# Are these endless if statements a bad pattern?

I'm only asking because almost the entire code base I've inherited here, in C# and PHP, looks like this:

if (varOne == flag) {
run_some_sql();
set_some_flag = true;
}

if (varTwo == flag) {
run_some_sql();
set_some_flag = true;
}

if (varThree == flag) {
run_some_sql();
set_some_flag = true;
}

if (varFour == flag) {
run_some_sql();
set_some_flag = true;
}

if (varFive == flag) {
run_some_sql();
set_some_flag = true;
}

if (varSix == flag) {
run_some_sql();
set_some_flag = true;
}

if (varSeven == flag) {
run_some_sql();
set_some_flag = true;
}

if (varEight == flag) {
run_some_sql();
set_some_flag = true;
}


For about ten thousand lines.

I haven't lost my mind, right? Is this bad? There's only about five loops in the entire code base of about 50,000 lines.

I would normally go about this sort of thing by storing the data into an associated array, and loop over that, rather than adding a new if statement for every variable.

Have I totally lost my mind? Eight people worked on this before me, and I'm seriously worried here. Is there ever a good reason to do this sort of thing?

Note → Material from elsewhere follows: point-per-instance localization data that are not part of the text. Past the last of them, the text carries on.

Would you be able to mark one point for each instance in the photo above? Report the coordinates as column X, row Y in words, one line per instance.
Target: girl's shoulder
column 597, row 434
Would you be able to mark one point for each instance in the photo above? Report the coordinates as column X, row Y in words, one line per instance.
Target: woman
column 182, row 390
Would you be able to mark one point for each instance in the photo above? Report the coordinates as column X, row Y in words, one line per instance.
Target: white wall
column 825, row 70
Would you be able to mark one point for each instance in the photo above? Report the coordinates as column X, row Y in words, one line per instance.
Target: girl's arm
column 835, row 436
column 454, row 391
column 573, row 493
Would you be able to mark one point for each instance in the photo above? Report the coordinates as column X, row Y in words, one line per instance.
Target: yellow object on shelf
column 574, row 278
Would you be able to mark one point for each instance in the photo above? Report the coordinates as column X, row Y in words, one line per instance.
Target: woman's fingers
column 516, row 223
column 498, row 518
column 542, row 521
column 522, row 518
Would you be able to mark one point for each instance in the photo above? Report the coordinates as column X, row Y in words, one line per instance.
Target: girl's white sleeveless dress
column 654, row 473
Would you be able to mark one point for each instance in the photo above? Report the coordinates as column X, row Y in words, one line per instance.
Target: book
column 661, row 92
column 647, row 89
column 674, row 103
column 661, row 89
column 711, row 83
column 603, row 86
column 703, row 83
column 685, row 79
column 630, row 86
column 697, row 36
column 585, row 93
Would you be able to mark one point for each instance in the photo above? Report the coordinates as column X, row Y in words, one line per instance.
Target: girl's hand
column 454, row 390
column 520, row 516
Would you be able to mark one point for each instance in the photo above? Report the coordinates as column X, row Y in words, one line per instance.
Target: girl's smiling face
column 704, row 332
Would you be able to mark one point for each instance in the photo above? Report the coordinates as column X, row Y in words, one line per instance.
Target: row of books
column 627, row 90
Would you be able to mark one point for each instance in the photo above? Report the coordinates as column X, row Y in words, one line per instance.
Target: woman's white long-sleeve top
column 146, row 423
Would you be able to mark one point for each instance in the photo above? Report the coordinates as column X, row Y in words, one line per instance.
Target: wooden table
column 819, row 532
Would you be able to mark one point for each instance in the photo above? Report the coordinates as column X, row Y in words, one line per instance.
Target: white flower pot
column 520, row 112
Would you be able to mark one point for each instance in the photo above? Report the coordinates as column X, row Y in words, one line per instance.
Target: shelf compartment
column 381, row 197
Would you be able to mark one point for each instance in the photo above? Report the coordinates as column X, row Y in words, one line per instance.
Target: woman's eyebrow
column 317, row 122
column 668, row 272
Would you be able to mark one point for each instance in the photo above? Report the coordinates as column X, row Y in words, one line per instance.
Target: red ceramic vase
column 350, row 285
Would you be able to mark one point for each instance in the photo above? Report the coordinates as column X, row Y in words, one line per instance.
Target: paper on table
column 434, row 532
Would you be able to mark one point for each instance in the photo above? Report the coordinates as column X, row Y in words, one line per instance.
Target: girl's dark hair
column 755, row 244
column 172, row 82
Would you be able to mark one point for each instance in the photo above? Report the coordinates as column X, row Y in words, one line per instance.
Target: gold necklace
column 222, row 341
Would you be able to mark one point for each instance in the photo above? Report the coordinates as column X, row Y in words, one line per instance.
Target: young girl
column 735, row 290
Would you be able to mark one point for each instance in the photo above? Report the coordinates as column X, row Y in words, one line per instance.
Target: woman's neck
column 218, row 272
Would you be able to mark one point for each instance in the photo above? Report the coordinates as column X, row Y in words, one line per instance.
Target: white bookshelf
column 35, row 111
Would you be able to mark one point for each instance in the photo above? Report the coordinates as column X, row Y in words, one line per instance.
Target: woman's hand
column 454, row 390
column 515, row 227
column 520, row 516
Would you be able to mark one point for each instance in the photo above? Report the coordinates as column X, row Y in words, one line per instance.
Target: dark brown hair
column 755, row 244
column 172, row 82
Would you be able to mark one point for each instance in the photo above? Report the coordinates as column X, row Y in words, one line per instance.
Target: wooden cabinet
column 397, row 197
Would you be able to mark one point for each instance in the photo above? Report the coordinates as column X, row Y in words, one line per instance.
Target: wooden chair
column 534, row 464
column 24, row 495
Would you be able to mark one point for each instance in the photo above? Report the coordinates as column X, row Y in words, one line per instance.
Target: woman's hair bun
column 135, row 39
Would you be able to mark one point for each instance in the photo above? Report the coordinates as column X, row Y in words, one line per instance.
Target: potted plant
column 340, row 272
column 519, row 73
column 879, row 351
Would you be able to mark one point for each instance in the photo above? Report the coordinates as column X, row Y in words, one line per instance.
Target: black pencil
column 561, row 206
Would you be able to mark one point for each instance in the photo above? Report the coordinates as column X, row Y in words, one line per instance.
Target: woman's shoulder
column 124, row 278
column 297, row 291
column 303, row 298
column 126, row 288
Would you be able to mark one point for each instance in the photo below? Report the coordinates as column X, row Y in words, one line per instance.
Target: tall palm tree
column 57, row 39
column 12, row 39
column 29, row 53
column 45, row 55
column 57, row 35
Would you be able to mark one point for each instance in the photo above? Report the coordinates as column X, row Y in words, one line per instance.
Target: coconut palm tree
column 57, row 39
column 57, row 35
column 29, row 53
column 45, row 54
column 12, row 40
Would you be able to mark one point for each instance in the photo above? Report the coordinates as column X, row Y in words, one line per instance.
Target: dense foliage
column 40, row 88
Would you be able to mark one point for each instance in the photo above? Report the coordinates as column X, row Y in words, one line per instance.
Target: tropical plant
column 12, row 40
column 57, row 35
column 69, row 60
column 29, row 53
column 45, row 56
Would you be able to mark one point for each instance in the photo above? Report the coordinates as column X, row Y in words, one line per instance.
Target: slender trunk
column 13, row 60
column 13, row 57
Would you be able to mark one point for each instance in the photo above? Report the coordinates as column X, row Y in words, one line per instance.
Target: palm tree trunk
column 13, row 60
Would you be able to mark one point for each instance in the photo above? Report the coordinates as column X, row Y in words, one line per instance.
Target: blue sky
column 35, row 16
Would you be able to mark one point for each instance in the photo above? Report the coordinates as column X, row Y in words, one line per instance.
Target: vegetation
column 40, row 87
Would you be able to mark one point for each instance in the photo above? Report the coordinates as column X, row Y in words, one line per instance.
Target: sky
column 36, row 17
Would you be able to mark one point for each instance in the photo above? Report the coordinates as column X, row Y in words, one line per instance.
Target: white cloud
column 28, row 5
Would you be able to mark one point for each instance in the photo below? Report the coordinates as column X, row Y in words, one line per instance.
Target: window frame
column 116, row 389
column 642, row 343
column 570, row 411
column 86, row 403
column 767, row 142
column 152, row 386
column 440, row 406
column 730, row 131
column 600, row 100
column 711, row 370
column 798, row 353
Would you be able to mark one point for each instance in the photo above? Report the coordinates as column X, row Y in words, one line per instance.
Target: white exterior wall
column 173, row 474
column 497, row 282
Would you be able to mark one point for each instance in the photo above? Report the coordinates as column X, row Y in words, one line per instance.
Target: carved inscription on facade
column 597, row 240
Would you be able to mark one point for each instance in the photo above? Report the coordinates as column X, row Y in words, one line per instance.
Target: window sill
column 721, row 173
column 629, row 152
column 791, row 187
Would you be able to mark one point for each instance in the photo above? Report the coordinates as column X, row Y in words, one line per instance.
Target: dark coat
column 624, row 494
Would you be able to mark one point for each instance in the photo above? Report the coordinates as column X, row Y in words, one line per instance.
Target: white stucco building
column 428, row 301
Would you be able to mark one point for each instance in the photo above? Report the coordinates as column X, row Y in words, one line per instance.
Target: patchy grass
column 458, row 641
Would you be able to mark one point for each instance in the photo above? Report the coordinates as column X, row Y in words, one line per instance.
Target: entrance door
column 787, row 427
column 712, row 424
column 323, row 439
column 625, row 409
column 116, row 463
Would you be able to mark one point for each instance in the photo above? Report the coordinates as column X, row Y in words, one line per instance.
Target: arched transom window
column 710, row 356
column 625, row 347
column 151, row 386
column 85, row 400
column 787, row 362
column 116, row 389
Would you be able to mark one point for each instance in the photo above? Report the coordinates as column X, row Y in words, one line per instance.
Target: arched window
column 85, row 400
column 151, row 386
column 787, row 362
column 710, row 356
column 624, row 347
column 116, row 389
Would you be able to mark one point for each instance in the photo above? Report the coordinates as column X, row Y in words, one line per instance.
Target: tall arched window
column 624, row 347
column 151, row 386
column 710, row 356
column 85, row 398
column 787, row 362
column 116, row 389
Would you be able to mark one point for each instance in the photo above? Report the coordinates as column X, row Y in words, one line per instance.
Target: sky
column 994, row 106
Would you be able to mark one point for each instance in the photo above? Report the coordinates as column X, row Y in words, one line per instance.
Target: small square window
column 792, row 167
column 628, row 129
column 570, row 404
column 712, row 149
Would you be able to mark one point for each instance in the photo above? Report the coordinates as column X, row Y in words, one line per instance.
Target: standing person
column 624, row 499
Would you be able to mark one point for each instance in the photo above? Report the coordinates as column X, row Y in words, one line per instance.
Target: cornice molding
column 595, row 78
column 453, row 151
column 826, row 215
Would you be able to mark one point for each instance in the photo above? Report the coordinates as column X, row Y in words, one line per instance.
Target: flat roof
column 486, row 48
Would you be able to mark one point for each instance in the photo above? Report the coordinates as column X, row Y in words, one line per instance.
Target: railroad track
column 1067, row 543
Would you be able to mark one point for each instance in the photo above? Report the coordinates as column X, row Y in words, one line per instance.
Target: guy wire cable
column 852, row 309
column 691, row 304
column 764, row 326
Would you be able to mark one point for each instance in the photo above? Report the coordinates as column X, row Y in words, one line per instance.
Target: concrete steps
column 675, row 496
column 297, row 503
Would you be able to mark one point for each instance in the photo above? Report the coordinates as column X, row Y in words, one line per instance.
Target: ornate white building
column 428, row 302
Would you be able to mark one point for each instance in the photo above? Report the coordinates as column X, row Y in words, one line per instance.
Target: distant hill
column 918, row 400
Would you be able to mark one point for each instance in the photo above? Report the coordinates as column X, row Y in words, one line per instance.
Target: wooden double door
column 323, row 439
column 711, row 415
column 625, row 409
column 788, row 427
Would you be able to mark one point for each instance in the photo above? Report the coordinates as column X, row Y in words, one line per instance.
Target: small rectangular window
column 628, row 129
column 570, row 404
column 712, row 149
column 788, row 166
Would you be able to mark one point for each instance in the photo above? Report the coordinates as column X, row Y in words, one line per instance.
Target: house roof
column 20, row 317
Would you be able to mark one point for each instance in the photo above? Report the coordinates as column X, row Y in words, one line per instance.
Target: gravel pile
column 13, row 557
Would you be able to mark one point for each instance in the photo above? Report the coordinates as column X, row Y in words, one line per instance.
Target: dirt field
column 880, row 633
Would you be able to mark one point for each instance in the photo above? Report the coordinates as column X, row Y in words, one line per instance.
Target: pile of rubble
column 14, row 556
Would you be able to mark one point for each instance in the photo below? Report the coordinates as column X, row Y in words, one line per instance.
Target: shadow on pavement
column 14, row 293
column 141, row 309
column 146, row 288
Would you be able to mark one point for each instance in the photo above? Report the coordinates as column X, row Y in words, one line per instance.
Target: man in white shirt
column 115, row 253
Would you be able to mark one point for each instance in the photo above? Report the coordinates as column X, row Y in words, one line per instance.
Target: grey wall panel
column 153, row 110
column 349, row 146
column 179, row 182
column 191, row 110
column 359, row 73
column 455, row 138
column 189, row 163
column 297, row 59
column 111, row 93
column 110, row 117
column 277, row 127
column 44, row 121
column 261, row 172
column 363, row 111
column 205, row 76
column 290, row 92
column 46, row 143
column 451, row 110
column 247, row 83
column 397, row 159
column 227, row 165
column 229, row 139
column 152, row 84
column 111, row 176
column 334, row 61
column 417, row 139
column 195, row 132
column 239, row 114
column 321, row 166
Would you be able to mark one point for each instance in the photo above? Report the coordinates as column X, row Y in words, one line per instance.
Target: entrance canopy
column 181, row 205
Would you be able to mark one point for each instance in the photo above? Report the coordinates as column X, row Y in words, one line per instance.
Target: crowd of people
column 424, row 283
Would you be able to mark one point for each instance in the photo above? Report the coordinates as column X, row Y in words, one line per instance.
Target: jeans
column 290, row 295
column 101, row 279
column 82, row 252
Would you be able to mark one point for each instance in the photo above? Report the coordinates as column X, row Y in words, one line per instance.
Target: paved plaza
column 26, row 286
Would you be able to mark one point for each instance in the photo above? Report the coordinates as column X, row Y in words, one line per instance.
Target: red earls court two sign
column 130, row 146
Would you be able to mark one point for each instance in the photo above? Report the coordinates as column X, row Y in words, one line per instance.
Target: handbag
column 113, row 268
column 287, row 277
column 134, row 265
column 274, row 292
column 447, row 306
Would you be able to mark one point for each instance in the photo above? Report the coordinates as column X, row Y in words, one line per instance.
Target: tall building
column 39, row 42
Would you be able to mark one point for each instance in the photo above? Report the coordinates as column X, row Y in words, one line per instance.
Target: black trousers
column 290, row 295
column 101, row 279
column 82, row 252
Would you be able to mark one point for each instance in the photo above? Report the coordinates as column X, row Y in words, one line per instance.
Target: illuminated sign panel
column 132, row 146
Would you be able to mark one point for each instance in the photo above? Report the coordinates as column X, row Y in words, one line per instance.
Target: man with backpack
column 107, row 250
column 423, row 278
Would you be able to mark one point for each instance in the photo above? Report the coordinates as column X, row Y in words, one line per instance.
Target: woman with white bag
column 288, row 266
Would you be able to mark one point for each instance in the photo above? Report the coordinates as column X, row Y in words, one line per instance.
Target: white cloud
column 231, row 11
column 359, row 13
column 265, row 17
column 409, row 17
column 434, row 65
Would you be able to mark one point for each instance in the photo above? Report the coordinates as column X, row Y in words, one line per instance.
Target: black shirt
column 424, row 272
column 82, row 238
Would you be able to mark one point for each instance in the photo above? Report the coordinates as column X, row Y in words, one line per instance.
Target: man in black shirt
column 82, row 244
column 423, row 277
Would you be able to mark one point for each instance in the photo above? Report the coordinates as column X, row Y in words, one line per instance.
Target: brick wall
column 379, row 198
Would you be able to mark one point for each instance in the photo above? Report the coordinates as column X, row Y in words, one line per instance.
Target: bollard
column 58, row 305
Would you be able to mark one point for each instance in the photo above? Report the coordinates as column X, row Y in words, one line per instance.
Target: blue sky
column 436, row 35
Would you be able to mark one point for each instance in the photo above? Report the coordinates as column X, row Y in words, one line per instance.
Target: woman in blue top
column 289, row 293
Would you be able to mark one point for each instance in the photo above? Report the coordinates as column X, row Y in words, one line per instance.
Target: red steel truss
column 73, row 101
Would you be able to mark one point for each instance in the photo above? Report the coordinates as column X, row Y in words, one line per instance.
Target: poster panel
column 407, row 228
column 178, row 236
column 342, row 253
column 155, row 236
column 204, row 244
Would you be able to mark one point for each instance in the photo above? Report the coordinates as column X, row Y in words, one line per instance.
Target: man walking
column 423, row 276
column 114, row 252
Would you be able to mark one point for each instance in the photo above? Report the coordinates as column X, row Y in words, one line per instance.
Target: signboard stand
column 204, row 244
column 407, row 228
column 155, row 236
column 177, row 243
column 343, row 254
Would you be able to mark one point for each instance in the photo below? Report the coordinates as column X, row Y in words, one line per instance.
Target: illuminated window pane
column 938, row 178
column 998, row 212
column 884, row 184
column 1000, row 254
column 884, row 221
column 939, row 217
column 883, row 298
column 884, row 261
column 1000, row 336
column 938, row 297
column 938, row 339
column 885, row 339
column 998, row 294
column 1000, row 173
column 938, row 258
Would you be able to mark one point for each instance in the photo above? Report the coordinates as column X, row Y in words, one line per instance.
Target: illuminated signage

• Well, at least you are sure you will do better than the previous employees. ;p – Steven Jeuris Apr 7 '11 at 22:42
• wtf!? oh my god... o.O – greatwolf Apr 8 '11 at 3:29
• Reminds me of the SO question get rid of ugly if statements – Sean Patrick Floyd Apr 8 '11 at 9:20
• you're not crazy... although, i wonder if SLOC stats are management's measure for employees' productivity/contribution within the project ;) – justin Apr 9 '11 at 7:19
• You don't know thedailywtf.com , right? – Landei Sep 15 '11 at 8:41

## 3 Answers

This is bad. Very bad.

It appears the original implementer doesn't quite understand arrays. You should definitely refactor this. Michael K's answer has the right approach. In C# syntax:

// Hopefully these variables are already in an array or list already, otherwise:
MyType[] myVariables = new MyType[] { varOne, varTwo, /* ... */ varEight };

foreach (MyType variable in myVariables)
{
if (variable == flag)
{
run_some_sql();
set_some_flag = true;
}
}


Note that if run_some_sql() only needs to be executed once, you can break out early and save some computation time:

foreach (MyType variable in myVariables)
{
if (variable == flag)
{
run_some_sql();
set_some_flag = true;

break;
}
}


If it is the case that you only need to execute run_some_sql() once, you can make the code even simpler using new LINQ syntax:

if (myVariables.Any(v => v == flag))
{
run_some_sql();
set_some_flag = true;
}


While refactoring, I'd also recommend choosing some better variable names than varOne, varTwo, flag, etc. Though I assume these are just your examples. :)

• Well, what I'm dealing with is a group of variables that are clearly all related, but not stored as an array. varOne, varTwo is an accurate generic representation of this. – Incognito Apr 8 '11 at 2:57
• @user2905 Is there a logical place where you can put them into an array or List, such as during initialization? If they are all related, I imagine this won't be the only function you'll find that has copy-paste code like this. – Scott Wegner Apr 8 '11 at 15:50

No, you haven't lost your mind. It should more like...

// declared and set somewhere
flags = new int[x];

//...

for (int value: flags) {
if (value == flag) {
run_some_sql();
set_some_flag = true;
}
}


...assuming that the flags are the same type and they really do do the exact same thing. Are you sure that there are no god objects somewhere that the other methods are basing their responses of off?

Another possible approach is to store the SQL statements in a dictionary and to use the flag as key

Dictionary<TypeOfFlag, string> dict = new Dictionary<TypeOfFlag, string>();
dict.Add(valueOne, "SELECT x FROM y");
dict.Add(valueTwo, "SELECT z FROM t");
...

string sql;
if (dict.TryGetValue(flag, out sql)) {
RunSQL(sql);
set_some_flag();
}


If you need more information in order to run a query, you could create a class containing this information, the SQL statement, and possibly even an Execute method and store that one in the dictionary. See: Command pattern (Wikipedia).

Dictionaries have a constant access time O(1) and require no loops in order to access an item and of course require no endless if statements!

Endless if-chains and switch-statements (Case-statements in other languages) are often a strong hint that a poor procedural approach has been used. Applying the DRY principle can even improve such procedural approaches. Polymorphism (Subtyping) is an object-oriented approach that can often eliminate these unpleasant structures as well.